Un système éducatif plus inclusif peut aussi accélérer la diffusion de l’innovation. Même si le programme des « Marie Curie perdues » s’attache surtout à repérer les talents inexploités pour le développement de nouvelles technologies, il est tout aussi essentiel pour la croissance de la productivité d’améliorer la diffusion de celles qui existent déjà. Une main-d’œuvre plus instruite est plus en mesure d’adopter de nouvelles technologies, ce qui signifie que réduire l’écart de niveau d’études entre les groupes sociodémographiques ou les régions locales peut faciliter la diffusion de l’innovation tout en réduisant les inégalités. Elio Nimier-David, de l’Université Cornell, a montré dans un rapport de 2023 que la construction de nouvelles universités en France pendant les années 90 avait élargi l’accès à l’éducation et s’était traduite par une multiplication des créations de nouvelles entreprises.

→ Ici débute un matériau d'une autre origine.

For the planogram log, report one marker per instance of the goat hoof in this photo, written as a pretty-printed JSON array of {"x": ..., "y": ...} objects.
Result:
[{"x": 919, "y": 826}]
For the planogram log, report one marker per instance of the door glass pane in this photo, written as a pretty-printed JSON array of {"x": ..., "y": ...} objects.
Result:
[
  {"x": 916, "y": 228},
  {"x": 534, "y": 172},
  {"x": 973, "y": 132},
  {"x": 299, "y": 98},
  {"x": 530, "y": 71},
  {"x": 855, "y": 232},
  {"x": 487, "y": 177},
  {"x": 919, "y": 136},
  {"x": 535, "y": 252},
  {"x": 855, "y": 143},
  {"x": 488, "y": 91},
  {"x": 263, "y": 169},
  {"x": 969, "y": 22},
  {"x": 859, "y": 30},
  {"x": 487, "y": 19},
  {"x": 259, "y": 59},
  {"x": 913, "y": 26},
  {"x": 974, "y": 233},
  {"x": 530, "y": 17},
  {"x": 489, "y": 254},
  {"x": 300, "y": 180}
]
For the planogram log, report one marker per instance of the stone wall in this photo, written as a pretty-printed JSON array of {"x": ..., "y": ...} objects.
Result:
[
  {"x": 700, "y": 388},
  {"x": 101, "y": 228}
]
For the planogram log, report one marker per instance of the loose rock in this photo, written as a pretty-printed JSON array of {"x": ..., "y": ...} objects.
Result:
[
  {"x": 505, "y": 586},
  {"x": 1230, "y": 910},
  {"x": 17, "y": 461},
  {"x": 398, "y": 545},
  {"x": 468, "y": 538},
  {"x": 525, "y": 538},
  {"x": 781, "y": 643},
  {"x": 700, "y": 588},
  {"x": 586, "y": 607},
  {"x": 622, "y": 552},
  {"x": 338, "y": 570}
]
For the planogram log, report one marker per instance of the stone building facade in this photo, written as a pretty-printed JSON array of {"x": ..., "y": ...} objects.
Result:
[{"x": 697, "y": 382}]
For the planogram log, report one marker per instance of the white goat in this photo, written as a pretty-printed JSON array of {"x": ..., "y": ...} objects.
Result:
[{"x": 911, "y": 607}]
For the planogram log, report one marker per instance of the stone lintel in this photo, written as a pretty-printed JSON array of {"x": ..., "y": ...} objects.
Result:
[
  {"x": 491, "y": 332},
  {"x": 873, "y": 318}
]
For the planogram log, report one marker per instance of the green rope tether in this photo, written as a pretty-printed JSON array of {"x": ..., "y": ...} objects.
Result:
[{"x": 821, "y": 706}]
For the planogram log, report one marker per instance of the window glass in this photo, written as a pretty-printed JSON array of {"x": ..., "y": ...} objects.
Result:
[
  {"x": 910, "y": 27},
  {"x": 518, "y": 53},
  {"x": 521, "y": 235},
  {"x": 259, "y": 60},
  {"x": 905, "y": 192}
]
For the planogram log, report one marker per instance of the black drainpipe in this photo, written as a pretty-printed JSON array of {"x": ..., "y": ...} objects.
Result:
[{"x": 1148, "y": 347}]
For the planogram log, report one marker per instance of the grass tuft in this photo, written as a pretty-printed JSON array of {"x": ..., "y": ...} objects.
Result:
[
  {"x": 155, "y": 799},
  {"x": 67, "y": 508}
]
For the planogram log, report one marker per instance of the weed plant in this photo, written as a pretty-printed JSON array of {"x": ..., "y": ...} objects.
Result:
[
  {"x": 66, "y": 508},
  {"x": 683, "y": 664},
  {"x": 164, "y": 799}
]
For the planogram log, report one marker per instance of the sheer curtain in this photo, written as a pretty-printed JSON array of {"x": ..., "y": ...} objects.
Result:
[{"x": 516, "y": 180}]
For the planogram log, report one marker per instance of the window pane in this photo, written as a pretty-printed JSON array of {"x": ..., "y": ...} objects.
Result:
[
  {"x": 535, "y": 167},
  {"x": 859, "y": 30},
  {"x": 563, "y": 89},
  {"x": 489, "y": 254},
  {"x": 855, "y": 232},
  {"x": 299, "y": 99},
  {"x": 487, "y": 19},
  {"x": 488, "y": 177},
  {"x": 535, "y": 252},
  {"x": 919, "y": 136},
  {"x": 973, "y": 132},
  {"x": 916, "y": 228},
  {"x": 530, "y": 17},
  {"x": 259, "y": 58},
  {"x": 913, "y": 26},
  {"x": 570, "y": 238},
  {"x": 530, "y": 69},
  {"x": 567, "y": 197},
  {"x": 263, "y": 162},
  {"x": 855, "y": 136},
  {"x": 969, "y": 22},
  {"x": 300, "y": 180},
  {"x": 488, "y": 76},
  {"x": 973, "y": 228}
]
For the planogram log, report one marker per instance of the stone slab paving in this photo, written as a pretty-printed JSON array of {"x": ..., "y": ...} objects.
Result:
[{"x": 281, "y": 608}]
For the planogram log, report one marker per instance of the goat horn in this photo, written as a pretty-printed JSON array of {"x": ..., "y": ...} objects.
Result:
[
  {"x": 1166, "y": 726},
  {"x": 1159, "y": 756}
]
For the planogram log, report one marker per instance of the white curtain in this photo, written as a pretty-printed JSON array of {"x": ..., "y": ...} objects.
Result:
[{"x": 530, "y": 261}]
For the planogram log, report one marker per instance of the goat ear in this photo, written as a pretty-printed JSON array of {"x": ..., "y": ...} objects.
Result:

En outre, la démocratisation de l’accès aux métiers de l’innovation dans les pays à faible revenu est un enjeu majeur. Agarwal et al. (2023) affirment que réduire les obstacles à l’immigration et étoffer l’offre de bourses disponibles pour les meilleurs étudiants étrangers des pays en développement pourraient y contribuer.

La recherche de l’innovation et de la croissance ne doit pas se faire au détriment de la mobilité sociale ou de l’égalité entre les genres. En révélant des talents inexploités et en garantissant un accès équitable aux métiers de l’innovation, nous pouvons accélérer le progrès technologique comme la promotion sociale. Il est indispensable d’encourager un vivier d’inventeurs diversifié pour favoriser la croissance économique, mais aussi pour bâtir un avenir plus inclusif et prospère pour tous. La démocratisation de l’innovation recèle autant de potentiel pour la prospérité que des révolutions technologiques comme l’intelligence artificielle générative, avec des effets bien plus bénéfiques pour l’inclusivité et l’égalité. C’est la frontière invisible de l’innovation.

XAVIER JARAVEL est professeur d’économie à la London School of Economics.